Shirts give teens a chance to talk about dying young
Keeping children safe on public school campuses is rightfully a full-time concern for school administrators and for parents who trust them to do that.
But when school officials tip the balance between liberty and security too far, often the measures they employ not only wrongly encroach on students' rights, they also do little to achieve security anyway.
The ever-changing list of banned items a high school student may wear is a good example. These lists started in the 1980s when certain gang members were given to wearing various colors.
Today, as gangs themselves keep changing their attire, so are innocent teenagers finding themselves in unwitting violation of the ever-changing gang-item code.
Last month, as the Tribune's Hayley Ringle reported, Queen Creek High School students designed, sold and wore about 40 T-shirts memorializing a 17-year-old friend who was shot and killed days before. A student told Ringle proceeds went to help the family of Anibal Mendoza. Police arrested three people Aug. 17 in connection with his death, Ringle reported.
A photo of the shirts ran in the Tribune. They contain no offensive language, little more than the boy's name and dates of birth and death.

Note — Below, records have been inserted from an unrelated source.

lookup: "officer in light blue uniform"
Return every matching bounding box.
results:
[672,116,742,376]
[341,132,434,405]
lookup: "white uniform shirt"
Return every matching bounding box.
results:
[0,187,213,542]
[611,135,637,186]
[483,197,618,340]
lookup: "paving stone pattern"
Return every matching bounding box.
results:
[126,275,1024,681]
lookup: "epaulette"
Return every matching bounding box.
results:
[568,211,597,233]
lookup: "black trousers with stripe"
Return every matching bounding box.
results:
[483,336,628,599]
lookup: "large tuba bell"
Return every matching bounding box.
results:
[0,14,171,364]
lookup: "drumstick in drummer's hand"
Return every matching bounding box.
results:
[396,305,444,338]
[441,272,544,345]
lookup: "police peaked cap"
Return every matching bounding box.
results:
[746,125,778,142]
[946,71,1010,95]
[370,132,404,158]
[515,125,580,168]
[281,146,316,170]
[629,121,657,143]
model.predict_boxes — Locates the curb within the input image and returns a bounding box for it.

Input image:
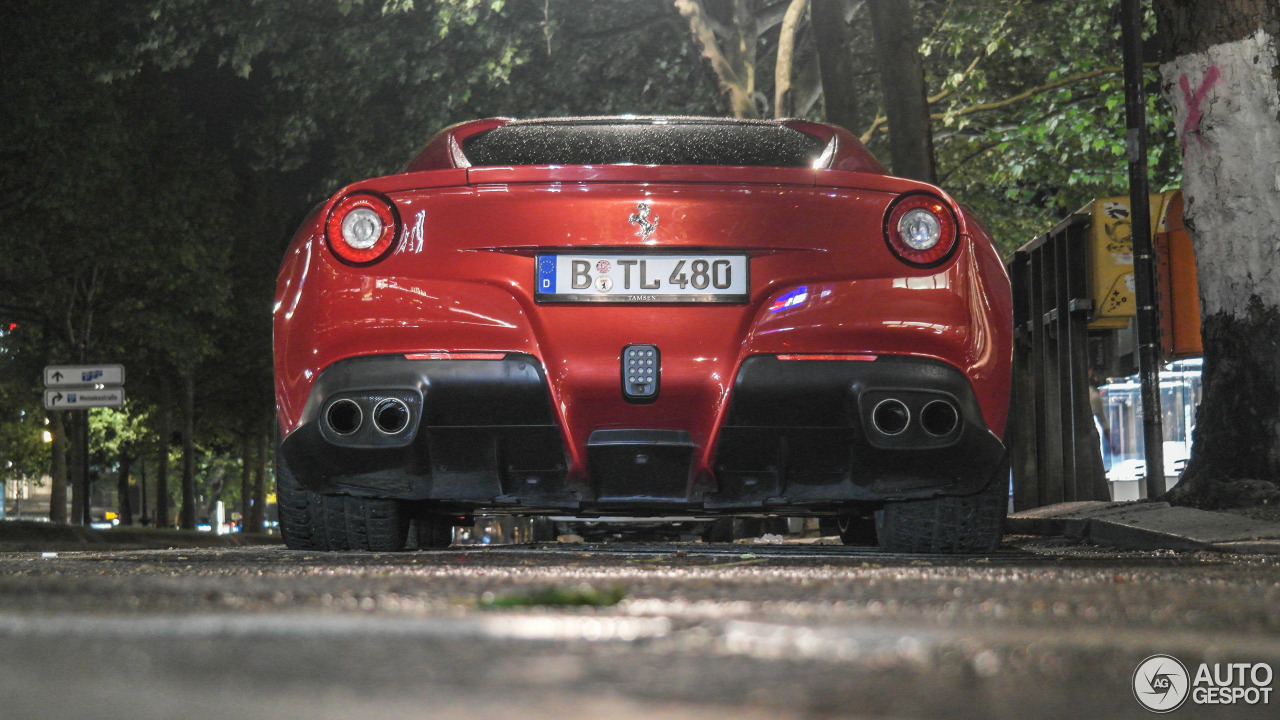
[1006,501,1280,555]
[0,520,283,552]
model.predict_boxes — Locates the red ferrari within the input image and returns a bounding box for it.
[274,117,1012,552]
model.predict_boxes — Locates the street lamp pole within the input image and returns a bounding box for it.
[1120,0,1165,498]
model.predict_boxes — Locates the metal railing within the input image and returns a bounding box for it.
[1005,213,1111,510]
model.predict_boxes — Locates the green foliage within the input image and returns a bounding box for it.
[911,0,1181,251]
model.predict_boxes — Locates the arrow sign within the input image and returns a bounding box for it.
[45,387,124,410]
[45,365,124,387]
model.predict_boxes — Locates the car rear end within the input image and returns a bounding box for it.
[275,119,1011,548]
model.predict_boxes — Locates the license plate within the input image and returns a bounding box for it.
[534,254,750,302]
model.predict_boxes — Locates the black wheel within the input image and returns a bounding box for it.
[876,464,1009,553]
[275,450,410,552]
[530,518,559,542]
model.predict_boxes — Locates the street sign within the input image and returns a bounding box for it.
[45,365,124,387]
[45,387,124,410]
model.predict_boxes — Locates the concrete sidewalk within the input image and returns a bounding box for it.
[1005,501,1280,555]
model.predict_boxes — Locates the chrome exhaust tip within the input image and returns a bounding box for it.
[920,400,960,437]
[374,397,410,436]
[872,397,911,437]
[324,397,365,436]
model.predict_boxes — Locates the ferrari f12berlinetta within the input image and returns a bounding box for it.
[274,117,1012,552]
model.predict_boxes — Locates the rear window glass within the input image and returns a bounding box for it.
[462,120,824,168]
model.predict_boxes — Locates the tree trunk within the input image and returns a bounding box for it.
[138,457,151,525]
[156,378,173,528]
[45,411,67,523]
[868,0,937,183]
[1155,0,1280,507]
[246,423,271,533]
[178,368,196,530]
[810,0,858,132]
[115,454,133,525]
[205,462,227,517]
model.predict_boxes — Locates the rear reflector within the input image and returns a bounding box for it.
[778,355,877,363]
[404,352,507,360]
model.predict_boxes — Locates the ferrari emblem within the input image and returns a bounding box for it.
[627,202,659,241]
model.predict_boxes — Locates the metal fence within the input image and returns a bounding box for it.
[1005,213,1111,510]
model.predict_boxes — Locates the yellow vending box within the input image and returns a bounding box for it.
[1088,192,1172,331]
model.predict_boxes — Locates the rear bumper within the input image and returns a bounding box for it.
[280,354,1005,514]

But when they refused to change their shirts when school officials ordered them to, the principal cited them for defiance, Ringle reported, because the school's dress code bans "any attire deemed to be gang-related or affiliated with a negative group," which includes these shirts.
These codes are often famous for their overbroad nature, and Queen Creek's is no exception. "Deemed to be gang-related" obviously means whatever the principal says it is, of course, and "negative group" could be anybody, including any political party that isn't your own.
Even so, when gang members decide on a new form of personal adornment, that is no license given the state to dictate to law-abiding teenagers that now their attire must conform anew.
Take the example of Tabitha Ruiz. KSAZ-TV (Channel 10) carried a story Tuesday from Fox's Dallas affiliate about the Seagoville, Texas, teen, whose high school barred her from wearing a rosary around her neck on campus.
You see, her school dubbed it a gang-related item.
Ruiz received the silver-and-ruby-beaded rosary from her mother as a child, long before Seagoville High School decided that rosaries don't stand for the Catholic faith as much as for gang activity.
According to KDFW-TV, the girl's family is contemplating a lawsuit.
Certainly a teenager won't see his or her free-speech rights significantly reduced if he or she may not wear a do-rag or a bandanna at school. The same goes for shirts with messages youths should not see on campus, such as those advocating liquor or drug use, which some districts have already banned.
But the adults in these situations might want to pause to consider a valuable teachable moment these memorial shirts provide.
Rather than merely the latest fashion labels staring at young people from their classmates' clothing each day, perhaps the sight of a shirt remembering a dead teenager might encourage high school students to talk with each other about violence and young death, and how final it all really is.